«Densifier les livraisons pour en réduire le coût», voilà résumé d'une phrase tout l'enjeu que représente pour la place havraise la mise en service en 2013 du terminal multimodal. En ligne de mire, la possibilité offerte aux opérateurs de fret de proposer des offres sur un lieu unique trimodal (fer, fleuve, route) agissant comme une véritable «gare de conteneurs», explique Charles Masse, président de la société LH2T (LeHavre Terminal Trimodal) en charge de la réalisation du projet.
Une navette ferroviaire innovante
«La difficulté aujourd'hui, explique l'aménageur, c'est de faire des chargements entiers vers les différentes destinations». Pour y parvenir, les opérateurs ont recours au cabotage fluvial, au brouettage par camions ou encore agrègent des trains à partir des terminaux maritimes. «Tout cela coûte très cher et n'est guère propice au développement des offres alternatives à la route...». Le futur terminal, lui, innove en proposant un approvisionnement par navette ferroviaire reliant l'ensemble des terminaux havrais, zone portuaire et industrielle comprises, avant l'éclatement des marchandises sur l'Hinterland. «Ceci n'a jamais été fait en France», insiste l'ancien d-g de Projenor (filiale de Crédit Agricole Immobilier), société actionnaire avec le GPMH et la Caisse Régionale du Crédit Agricole Normandie Seine de LH2T. Au final, l'ensemble est «sous maîtrise de la société d'exploitation et donc pas tributaire du réseau ferré national! C'est l'assurance d'un gain de productivité et d'efficacité extrêmement élevé», explique Charles Masse qui détails ses ambitions en termes de volumes: «Nous allons démarrer avec 126.000 boîtes (environ 200.000 EVP) pour monter à 200.000 (260.000 EVP) dans une première phase. Ensuite, il faudra élargir le terminal»!

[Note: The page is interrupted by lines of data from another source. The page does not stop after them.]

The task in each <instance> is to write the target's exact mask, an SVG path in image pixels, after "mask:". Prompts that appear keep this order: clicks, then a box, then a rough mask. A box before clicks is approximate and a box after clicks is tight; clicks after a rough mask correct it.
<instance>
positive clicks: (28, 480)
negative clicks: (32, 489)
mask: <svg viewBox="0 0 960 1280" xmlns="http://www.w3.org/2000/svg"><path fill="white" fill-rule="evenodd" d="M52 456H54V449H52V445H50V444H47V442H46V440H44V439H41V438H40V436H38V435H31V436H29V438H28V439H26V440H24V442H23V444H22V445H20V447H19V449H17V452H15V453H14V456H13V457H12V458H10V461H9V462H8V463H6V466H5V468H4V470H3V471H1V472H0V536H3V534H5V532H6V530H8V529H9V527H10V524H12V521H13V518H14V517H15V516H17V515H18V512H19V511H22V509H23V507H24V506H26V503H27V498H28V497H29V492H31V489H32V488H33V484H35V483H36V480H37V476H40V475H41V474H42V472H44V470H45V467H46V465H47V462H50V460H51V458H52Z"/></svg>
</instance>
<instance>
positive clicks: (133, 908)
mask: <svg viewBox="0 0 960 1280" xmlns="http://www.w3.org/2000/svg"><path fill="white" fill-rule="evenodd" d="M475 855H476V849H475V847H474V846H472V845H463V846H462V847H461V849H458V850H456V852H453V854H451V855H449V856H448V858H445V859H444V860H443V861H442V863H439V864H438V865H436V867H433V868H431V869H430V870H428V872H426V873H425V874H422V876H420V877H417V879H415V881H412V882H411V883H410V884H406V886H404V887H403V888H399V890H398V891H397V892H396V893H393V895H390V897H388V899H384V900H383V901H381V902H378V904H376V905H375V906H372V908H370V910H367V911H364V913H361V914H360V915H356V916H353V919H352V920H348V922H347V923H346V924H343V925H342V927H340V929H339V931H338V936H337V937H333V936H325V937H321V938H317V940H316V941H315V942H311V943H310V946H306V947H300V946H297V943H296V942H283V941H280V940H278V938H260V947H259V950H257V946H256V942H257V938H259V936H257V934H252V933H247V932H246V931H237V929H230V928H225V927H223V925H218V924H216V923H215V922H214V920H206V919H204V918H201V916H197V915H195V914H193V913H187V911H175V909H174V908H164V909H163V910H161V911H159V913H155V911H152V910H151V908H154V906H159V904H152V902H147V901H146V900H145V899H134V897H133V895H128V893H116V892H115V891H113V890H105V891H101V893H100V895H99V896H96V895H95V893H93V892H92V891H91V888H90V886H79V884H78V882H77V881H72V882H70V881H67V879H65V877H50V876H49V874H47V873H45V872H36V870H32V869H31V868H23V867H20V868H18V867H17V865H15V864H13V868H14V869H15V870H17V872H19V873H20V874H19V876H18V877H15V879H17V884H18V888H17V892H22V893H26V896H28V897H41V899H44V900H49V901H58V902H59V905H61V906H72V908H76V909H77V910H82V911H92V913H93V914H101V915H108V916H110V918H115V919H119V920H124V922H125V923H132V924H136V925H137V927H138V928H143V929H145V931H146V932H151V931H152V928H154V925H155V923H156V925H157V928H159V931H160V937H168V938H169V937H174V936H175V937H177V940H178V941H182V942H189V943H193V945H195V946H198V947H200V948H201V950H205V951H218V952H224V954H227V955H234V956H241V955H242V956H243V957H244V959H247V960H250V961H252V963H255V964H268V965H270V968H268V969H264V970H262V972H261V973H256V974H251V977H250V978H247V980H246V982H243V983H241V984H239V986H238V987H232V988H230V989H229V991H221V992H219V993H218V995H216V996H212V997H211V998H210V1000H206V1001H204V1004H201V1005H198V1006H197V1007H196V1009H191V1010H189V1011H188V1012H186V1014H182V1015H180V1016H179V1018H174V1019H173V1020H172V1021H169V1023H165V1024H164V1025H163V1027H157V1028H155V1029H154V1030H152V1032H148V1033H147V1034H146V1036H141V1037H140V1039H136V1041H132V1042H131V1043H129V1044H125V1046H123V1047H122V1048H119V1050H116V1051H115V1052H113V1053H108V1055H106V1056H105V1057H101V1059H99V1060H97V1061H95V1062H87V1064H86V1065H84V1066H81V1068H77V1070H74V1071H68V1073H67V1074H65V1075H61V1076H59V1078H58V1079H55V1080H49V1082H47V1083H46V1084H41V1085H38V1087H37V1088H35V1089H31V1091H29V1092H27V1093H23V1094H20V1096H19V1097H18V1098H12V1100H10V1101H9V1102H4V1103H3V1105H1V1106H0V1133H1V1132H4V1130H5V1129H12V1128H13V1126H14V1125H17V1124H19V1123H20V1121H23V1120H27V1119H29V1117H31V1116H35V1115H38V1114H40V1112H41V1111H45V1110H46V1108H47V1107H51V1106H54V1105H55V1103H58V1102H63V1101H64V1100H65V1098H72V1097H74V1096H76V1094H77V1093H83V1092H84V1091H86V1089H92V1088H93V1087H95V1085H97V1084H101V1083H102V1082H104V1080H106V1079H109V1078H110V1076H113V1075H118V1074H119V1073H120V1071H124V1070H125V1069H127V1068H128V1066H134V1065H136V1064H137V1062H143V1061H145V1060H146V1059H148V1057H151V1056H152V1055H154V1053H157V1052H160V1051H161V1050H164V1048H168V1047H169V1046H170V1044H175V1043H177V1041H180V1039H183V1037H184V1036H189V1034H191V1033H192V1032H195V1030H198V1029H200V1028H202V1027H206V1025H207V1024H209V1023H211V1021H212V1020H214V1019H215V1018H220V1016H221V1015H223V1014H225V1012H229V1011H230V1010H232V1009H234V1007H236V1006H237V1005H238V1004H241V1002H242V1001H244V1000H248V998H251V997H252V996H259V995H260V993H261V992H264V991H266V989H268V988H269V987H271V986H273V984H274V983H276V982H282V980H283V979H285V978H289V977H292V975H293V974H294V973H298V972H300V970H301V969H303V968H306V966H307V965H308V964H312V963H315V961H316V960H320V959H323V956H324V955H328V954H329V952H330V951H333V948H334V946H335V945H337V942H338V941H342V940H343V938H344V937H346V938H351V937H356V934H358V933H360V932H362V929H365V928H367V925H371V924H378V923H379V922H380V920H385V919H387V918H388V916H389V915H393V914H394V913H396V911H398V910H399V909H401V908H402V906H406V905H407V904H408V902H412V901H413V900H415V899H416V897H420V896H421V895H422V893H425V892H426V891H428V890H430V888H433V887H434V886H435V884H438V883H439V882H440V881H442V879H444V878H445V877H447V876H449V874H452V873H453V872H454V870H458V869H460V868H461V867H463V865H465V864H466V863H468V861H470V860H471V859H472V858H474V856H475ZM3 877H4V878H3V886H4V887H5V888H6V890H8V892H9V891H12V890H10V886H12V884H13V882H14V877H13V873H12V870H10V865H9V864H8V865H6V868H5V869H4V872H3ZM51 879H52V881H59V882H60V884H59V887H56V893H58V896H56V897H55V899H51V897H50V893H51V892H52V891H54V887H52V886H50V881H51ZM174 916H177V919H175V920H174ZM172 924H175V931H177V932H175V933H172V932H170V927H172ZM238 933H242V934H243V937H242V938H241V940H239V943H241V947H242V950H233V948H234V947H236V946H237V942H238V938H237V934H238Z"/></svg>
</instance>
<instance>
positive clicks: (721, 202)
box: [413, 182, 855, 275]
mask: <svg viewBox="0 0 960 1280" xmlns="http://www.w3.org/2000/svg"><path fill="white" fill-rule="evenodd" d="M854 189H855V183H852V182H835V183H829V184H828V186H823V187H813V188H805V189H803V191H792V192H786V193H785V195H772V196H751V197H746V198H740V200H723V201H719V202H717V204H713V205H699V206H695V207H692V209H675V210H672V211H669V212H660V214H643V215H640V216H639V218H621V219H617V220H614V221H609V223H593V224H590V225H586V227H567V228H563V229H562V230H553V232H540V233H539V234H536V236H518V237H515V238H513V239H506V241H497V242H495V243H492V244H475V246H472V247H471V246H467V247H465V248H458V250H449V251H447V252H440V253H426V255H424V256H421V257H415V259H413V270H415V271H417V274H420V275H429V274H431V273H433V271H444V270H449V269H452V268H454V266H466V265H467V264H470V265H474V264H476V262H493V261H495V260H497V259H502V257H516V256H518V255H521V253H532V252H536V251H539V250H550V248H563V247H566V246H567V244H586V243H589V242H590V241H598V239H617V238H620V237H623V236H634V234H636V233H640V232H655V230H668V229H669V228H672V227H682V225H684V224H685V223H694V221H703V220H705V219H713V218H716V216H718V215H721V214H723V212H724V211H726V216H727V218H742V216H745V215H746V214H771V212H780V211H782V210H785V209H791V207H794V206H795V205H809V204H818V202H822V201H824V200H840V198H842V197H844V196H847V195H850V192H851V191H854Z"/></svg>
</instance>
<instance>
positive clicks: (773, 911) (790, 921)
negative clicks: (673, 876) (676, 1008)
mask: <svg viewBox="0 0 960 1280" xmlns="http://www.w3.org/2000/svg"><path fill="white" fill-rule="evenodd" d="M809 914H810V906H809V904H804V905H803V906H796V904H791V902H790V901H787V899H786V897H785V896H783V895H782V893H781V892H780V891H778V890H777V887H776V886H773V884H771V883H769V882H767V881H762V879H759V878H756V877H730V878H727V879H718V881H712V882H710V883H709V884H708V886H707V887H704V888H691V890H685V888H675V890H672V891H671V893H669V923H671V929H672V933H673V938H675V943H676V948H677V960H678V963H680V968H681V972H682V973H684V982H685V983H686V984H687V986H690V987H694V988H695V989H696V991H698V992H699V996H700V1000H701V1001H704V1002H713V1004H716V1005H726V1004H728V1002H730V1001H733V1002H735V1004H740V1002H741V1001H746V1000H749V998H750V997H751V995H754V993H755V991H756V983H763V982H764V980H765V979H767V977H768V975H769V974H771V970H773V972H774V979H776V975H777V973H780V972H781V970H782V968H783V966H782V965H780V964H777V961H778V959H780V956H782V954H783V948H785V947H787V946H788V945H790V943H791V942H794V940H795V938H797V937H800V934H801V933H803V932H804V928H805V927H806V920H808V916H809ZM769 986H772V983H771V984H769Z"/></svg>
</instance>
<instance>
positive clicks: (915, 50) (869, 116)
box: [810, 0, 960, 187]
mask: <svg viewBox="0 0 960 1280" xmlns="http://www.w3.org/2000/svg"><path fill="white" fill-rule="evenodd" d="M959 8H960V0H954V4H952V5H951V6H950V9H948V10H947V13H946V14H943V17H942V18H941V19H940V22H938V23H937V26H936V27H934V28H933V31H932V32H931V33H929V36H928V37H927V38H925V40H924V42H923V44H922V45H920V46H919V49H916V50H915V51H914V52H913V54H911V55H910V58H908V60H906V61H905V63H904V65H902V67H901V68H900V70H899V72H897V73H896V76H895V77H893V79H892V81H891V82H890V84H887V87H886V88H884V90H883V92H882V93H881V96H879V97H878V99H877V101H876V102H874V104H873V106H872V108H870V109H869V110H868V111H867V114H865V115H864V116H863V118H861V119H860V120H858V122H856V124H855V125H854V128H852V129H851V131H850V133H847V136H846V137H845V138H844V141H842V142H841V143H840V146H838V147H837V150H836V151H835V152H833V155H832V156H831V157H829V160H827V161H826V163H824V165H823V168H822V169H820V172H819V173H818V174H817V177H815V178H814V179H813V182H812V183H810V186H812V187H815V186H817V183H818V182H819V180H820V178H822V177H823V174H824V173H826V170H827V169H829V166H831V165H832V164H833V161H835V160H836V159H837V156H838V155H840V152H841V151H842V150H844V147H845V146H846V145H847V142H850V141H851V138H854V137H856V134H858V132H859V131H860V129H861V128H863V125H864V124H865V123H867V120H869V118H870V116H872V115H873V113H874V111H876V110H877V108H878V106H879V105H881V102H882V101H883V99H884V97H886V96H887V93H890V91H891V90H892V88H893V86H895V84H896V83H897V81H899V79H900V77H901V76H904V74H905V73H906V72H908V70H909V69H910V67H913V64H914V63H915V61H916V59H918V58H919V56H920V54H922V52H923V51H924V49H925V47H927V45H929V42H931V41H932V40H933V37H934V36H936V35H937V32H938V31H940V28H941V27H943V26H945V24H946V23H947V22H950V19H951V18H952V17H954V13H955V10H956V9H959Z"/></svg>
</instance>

Vingt trains entrant et sortant par jour
À termes, l'ensemble sera constitué, outre une zone de stockage, de deux postes à quai fluviaux de 200m chacun équipés de quatre portiques, d'une cour ferroviaire équipée de huit voies (et deux portiques supplémentaires) ainsi que d'un faisceau de réception ferroviaire permettant la traction des trains sur le terminal. Objectif annoncé: Traiter vingt trains entrant et sortant chaque jour. Pour Charles Masse, le succès de l'opération ne fait aucun doute: «Aujourd'hui la demande est relativement forte alors même que la fiabilité du système en limite l'efficacité. Pour l'avenir c'est un atout pour LeHavre qui ne peut pas se permettre d'avoir une offre multimodale aussi faible. C'est même vital car il y a une réelle attente des chargeurs».
Guillaume Ducable
La plateforme multimodale duHavre devrait être opérationnelle dès 2013. Un choix stratégique pour le GPMH et les opérateurs de fret qui parient sur une demande croissante des chargeurs pour les modes alternatifs à la route.